# Gas Tank Vacuum



## schatman (Jun 29, 2007)

Hey,

I've noticed that I've been building up a large vacuum in my gas tank while I'm driving. There's a huge intake of air when I remove my gas cap for filling. From the diagrams of my gas tank (from courtesy parts) show a ventilation valve from the tank ending near the gas cap, and a second ventilation tube with a valve. What's the chances that its the valve that doesn't work anymore? Anyone know how often these valves fail? And is driving with a slightly cracked gas cap okay until I get a new valve?

Thanks,
Shawn


----------



## schatman (Jun 29, 2007)

Or could it be the gas cap?


----------



## greenbean699 (Jan 18, 2004)

i would first change the gas cap. then look into it more if need be.


----------



## sunnysentra (Jul 24, 2002)

172 Fuel Tank :: Fuel & Engine Control :: Genuine Nissan Parts :: Sentra / NX (B13) 1991-1994 :: CourtesyParts.com

Look at the parts site here. There are check valves and breathers. I just bought the 17370 check valve. then the breather. I did this when I replaced the Fuel filler, hoses and such. I thought that after this many years, these could need replaced. 

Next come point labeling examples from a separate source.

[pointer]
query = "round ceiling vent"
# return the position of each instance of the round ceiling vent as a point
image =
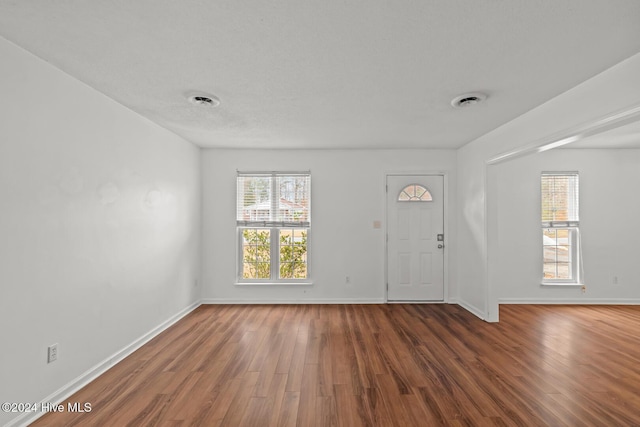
(468, 99)
(204, 100)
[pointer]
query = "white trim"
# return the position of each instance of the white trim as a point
(283, 283)
(223, 301)
(76, 384)
(571, 301)
(472, 309)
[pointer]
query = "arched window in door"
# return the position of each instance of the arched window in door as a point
(414, 193)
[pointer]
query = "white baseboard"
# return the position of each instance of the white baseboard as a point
(571, 301)
(73, 386)
(472, 309)
(293, 301)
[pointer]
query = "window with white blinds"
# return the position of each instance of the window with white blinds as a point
(273, 220)
(560, 201)
(560, 228)
(274, 199)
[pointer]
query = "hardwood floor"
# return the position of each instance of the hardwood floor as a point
(376, 365)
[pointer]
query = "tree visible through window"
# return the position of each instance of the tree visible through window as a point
(273, 221)
(560, 227)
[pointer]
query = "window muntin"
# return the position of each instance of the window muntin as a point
(560, 227)
(414, 193)
(273, 221)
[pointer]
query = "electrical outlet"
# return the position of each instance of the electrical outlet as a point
(52, 353)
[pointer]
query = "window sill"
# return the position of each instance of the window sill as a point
(273, 283)
(554, 284)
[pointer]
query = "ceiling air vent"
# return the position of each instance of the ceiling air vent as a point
(204, 100)
(468, 99)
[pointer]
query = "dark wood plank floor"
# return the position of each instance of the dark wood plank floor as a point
(376, 365)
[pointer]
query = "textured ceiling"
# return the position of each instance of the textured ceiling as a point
(327, 74)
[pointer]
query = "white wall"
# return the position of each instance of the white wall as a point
(608, 223)
(610, 91)
(99, 227)
(347, 196)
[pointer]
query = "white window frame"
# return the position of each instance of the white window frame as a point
(572, 225)
(275, 224)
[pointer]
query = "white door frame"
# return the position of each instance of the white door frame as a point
(447, 236)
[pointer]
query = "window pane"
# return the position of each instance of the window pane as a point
(557, 253)
(414, 193)
(256, 247)
(559, 197)
(293, 201)
(254, 198)
(293, 253)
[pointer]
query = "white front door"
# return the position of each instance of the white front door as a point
(415, 233)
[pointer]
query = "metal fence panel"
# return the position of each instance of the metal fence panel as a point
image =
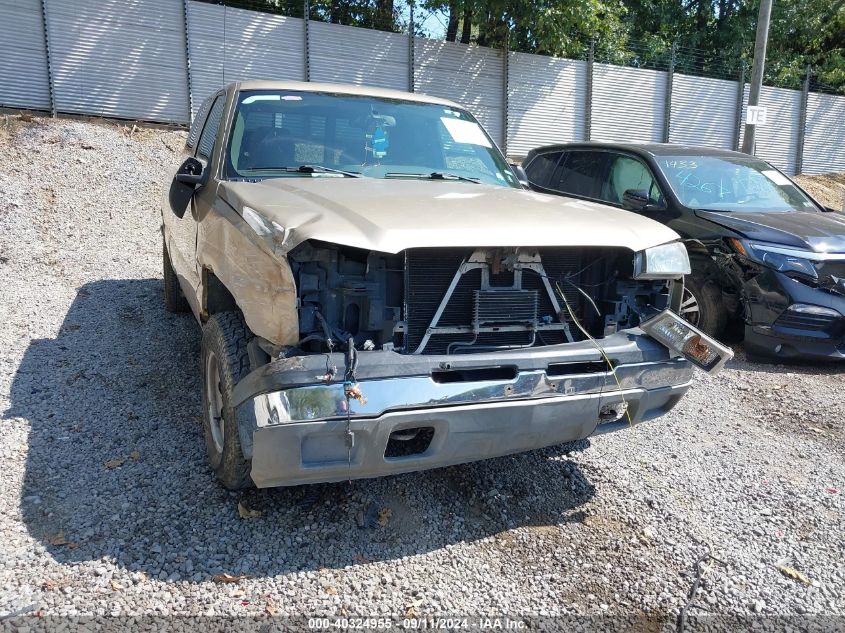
(469, 75)
(346, 54)
(824, 142)
(777, 141)
(119, 58)
(703, 111)
(229, 45)
(546, 101)
(628, 104)
(24, 81)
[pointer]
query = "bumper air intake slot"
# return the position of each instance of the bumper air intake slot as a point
(567, 369)
(474, 375)
(408, 442)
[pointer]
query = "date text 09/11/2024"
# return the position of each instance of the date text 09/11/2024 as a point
(481, 623)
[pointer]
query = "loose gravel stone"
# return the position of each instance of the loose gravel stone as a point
(107, 505)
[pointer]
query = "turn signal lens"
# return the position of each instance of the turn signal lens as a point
(681, 337)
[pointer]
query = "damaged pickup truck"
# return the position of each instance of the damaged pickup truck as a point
(380, 294)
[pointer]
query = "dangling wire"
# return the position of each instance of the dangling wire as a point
(351, 391)
(599, 348)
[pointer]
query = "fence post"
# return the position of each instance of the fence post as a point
(505, 96)
(802, 121)
(411, 49)
(50, 84)
(667, 107)
(740, 97)
(306, 41)
(188, 63)
(588, 101)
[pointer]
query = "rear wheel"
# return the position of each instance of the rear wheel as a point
(224, 361)
(174, 298)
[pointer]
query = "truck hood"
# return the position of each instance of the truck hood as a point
(823, 232)
(393, 215)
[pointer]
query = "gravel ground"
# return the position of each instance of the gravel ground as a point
(107, 506)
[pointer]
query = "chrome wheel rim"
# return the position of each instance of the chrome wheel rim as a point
(214, 397)
(690, 309)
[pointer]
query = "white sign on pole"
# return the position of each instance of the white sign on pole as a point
(756, 115)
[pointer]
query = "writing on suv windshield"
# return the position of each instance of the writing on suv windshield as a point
(290, 134)
(719, 183)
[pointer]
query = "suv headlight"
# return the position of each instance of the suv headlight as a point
(779, 258)
(662, 262)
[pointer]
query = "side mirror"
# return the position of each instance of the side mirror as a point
(521, 176)
(637, 200)
(189, 177)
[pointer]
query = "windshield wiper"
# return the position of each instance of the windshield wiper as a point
(309, 169)
(435, 175)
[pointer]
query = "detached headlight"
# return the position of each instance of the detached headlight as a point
(662, 262)
(681, 337)
(779, 258)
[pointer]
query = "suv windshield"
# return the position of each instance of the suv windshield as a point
(276, 133)
(719, 183)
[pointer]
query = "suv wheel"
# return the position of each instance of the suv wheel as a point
(701, 304)
(224, 361)
(174, 298)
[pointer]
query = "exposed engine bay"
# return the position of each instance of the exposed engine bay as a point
(467, 300)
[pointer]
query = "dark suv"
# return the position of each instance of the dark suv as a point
(761, 249)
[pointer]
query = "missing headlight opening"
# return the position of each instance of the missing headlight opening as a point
(468, 300)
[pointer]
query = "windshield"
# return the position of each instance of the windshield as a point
(719, 183)
(359, 135)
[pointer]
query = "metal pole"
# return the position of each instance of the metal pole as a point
(740, 97)
(50, 83)
(802, 121)
(757, 71)
(505, 97)
(588, 103)
(305, 14)
(411, 50)
(188, 62)
(667, 107)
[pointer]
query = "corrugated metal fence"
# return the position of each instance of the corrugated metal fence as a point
(157, 60)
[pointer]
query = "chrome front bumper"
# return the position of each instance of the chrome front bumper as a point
(476, 406)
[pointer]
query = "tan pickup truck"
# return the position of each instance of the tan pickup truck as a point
(379, 293)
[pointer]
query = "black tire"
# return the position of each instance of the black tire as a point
(174, 298)
(701, 303)
(223, 362)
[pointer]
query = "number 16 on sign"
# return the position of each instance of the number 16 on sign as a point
(756, 115)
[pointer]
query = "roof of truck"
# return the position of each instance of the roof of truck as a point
(346, 89)
(654, 149)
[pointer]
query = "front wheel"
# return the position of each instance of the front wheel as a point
(701, 305)
(224, 361)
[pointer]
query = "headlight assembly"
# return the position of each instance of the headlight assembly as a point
(662, 262)
(779, 258)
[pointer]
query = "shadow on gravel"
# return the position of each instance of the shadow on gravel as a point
(116, 465)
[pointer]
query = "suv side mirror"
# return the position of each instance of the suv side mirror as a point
(521, 176)
(637, 200)
(190, 176)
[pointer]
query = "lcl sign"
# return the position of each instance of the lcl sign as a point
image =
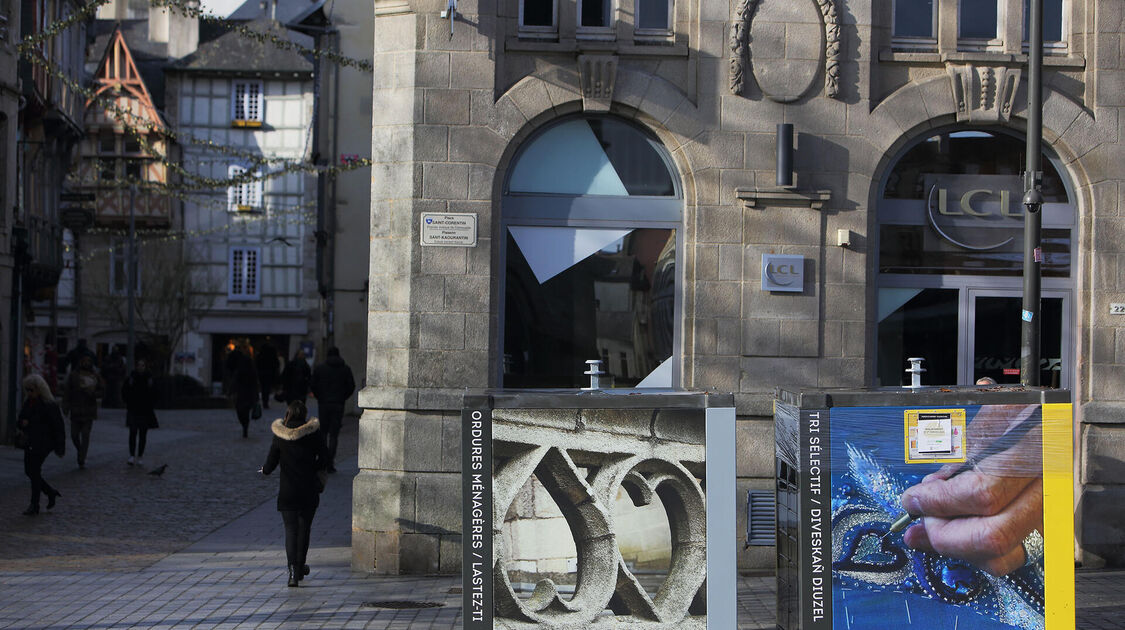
(782, 272)
(962, 208)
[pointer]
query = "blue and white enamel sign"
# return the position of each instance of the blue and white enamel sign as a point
(782, 272)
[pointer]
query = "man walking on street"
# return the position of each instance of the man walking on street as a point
(295, 378)
(266, 360)
(80, 401)
(332, 384)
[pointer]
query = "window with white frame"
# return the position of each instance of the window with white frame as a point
(1052, 24)
(595, 16)
(654, 17)
(915, 23)
(245, 195)
(244, 273)
(538, 17)
(979, 24)
(119, 269)
(246, 104)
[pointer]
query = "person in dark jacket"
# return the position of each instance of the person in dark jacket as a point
(295, 378)
(80, 401)
(140, 395)
(332, 384)
(243, 385)
(298, 449)
(268, 366)
(41, 430)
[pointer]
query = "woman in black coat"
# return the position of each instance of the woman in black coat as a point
(140, 395)
(298, 447)
(41, 430)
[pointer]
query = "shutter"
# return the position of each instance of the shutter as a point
(236, 272)
(239, 105)
(254, 101)
(761, 519)
(235, 194)
(251, 266)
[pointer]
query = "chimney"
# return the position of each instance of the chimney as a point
(159, 25)
(183, 34)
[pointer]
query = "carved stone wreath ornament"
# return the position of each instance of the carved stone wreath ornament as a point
(781, 62)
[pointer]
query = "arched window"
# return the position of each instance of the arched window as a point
(951, 237)
(591, 223)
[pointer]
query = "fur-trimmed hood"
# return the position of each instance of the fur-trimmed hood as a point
(296, 433)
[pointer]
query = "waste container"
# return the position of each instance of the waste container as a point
(545, 474)
(990, 470)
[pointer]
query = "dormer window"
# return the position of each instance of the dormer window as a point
(654, 17)
(538, 17)
(246, 104)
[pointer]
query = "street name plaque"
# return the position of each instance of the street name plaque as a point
(449, 230)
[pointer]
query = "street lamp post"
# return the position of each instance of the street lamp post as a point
(1033, 203)
(131, 261)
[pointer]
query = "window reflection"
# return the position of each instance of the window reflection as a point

The gust of vapors when you pull the cap may be just having the tank warm in the sun or something like that. But, those valves should release that pressure. 

Chris 92 classic


----------



## Dan9 (Sep 18, 2004)

I have the same problem, it never goes away. I have changed out not only the charcoal canister in the engine bay, the solenoid switch for the EVAP system, and the little canister under the tank, but I have changed the gas cap 3 TIMES. When I did the charcoal canister the old one was clogged with fuel??! The first new one I bought was defective, I returned it to Nissan and they tested it and gave me my money back. Then I was using some old cap, now another new one, same darn problem.

I do not understand how after 30 seconds of running a vacuum can be building up inside the gas tank, unless something is not letting air get sucked INTO the tank. I know a little vac is normal, but this is a LOT.

The only solution I found is to crack the gas cap. But that lets stinky vapors out that somehow get sucked in the drivers open window and that sucks.


----------



## schatman (Jun 29, 2007)

That's what I've been doing lately as well, to let air in! I've heard of fuel pumps working overhard to fight the vacuum. So I've tried another non-new gas cap, but it still holds vacuum.


----------